Global carbon dioxide emissions in the atmosphere continue to increase, reaching an all-time high of 34 billion tonnes, according to a study for the year 2011.
The said results were published in the yearly “Trends in Global CO2 emissions” report, released by the Netherlands Environmental Assessment Agency and the European Commission’s Joint Research Centre. Their data came from the Emission Database for Global Atmospheric Research (EDGAR).
According to the report, there is a significant decrease in emission for countries belonging to the OECD (Organization for Economic Cooperation and Development. The 34 member countries account for around one third of the emissions worldwide and is equal to the combine emission share of India and China. In total, the carbon dioxide emissions globally increased by 3%, reaching a historic level of 34 billion tons.

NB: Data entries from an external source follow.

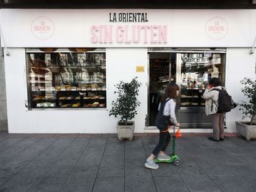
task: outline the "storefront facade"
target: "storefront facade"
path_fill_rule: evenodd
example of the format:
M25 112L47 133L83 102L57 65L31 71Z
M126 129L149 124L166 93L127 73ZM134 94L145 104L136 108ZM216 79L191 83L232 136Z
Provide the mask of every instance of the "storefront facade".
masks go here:
M97 13L95 14L95 13ZM164 85L181 88L183 131L210 132L203 90L220 78L236 102L255 77L255 10L0 10L9 133L116 133L114 85L142 83L135 131L153 126ZM235 132L239 109L226 114Z

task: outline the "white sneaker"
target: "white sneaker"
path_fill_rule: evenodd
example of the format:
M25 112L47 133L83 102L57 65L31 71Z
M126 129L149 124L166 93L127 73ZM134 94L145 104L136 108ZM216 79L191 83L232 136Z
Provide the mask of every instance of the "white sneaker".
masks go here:
M153 161L150 161L150 162L147 161L144 165L145 165L145 167L146 167L147 168L149 168L149 169L158 169L159 168L159 165L155 164Z
M164 154L163 155L158 155L157 159L159 161L169 161L171 159L171 157Z

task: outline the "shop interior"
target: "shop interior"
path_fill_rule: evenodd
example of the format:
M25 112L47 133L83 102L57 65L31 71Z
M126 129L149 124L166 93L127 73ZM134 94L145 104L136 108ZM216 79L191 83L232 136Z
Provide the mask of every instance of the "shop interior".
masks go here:
M176 112L183 128L209 128L204 90L213 77L224 86L225 54L217 51L150 52L147 125L155 126L158 107L170 83L180 88Z

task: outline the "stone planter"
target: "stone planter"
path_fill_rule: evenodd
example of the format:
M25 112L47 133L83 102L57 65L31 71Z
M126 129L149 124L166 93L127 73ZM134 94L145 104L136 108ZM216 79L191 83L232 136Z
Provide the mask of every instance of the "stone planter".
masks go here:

The three percent emission increase in 2011 exceeds the last decade’s average yearly increase of 2.7%. However, carbon dioxide emissions from Japan and US has decreased by around 2% owing to mild winters, generally weak economic states and high oil prices, but the two nations still remain in the top emitter spots along with China, EU, India and Russia.
China has registered the greatest increase in emission with 7.2 tons per capita or 9%, bringing an average Chinese carbon footprint on the level of an average European’s.
Meanwhile the US has reduced its emission by 2% due to high oil prices and high interest in natural gas, though it is still the highest emitter with 17.3 tonnes per capita.
Japan and the European Union has also clocked a 2% and 3% decrease in their respective emissions while India’s increased by 6%.
As of now, the official figures on carbon emissions announced this week are based on where fossil fuels were burned but a committee report from UK suggested that it also include in the nation’s calculation the energy expended on the export and import of goods.
The UN has implemented a goal of reducing global warming to 3.6F by the year 2050, which was believed by scientists as possible as long as the total carbon dioxide emissions from 2000 to 2050 would not go over the 1000-1500 billion tons threshold. That limit should be observed in order for us to control the mean increase in worldwide temperature or the cumulative emissions will exceed the limit within a mere 20 years.